To conclude, if you think building your own PC is challenging, building a GPU server for an HPC cluster is probably three times the challenge. Another reason why you should not maintain your own infrastructure.

PCIe Gen 4 GPU does not play nice with Gen 3 extender board

Spent over an hour trying to figure out why some new GPUs were not working. The server is concern is a Asrock Rack 2U4G-EPYC-2T, which is a specialized server that allows four GPUs to be installed in a relatively small case. Google was not helpful because, understandably, this is a niche product produced only in small quantities.

What did not work:

  • -Attaching four Ampere GPUs (i.e. RTX 3000 series) in their intended positions in the case.

What work:

  • Attaching four Pascal GPUs (i.e. GTX 1000 series) in the intended positions.
  • Attaching only one Ampere GPU at the rear of the case.
  • Attaching four Ampere GPUs directly to the mainboard.

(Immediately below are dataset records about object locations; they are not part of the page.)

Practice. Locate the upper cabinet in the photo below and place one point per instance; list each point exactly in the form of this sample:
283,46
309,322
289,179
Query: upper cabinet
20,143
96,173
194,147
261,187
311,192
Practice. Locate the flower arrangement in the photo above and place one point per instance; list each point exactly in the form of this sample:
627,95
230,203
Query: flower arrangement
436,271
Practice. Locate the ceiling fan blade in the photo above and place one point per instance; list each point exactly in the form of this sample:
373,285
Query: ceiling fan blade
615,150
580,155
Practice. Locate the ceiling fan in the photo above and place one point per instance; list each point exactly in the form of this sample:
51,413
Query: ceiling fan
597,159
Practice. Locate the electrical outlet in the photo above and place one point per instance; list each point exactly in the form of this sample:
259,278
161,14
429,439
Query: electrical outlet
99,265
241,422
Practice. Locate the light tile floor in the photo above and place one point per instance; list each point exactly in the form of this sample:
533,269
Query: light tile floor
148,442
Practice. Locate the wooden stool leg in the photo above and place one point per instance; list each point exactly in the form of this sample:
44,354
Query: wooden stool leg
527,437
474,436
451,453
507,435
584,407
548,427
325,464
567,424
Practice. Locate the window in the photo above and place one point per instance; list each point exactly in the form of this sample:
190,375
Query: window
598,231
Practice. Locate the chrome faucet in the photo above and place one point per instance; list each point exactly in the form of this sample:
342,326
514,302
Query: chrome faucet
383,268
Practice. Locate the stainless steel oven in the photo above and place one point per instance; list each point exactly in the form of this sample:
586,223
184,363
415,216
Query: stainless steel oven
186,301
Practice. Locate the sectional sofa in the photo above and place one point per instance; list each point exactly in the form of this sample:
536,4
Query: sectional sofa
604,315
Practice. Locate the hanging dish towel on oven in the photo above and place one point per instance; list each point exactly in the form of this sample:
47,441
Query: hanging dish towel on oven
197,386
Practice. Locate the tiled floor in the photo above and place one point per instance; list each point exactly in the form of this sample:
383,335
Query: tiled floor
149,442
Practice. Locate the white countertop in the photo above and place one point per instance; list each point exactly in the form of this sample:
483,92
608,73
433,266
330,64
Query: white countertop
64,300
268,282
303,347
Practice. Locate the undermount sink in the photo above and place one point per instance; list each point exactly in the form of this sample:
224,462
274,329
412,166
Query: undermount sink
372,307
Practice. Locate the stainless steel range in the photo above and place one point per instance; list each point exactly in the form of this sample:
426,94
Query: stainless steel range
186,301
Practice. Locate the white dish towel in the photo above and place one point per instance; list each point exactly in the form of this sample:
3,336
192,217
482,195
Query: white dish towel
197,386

Took me a good hour to figure out that the issue was caused by the PCIe extender board. The three GPU positions at the front require the extender board, but the board was only for PCIe Gen 3. Normally, Gen 4 GPUs can negotiate with Gen 3 mainboards to communicate in PCIe Gen 3, but apparently they cannot do that through the extender board. Once the issue had been identified, the solution was actually very straightforward—manually setting the PCIe lanes to Gen 3 solves everything.

Yet another reason why maintaining your own computing infrastructure is not for the faint hearted.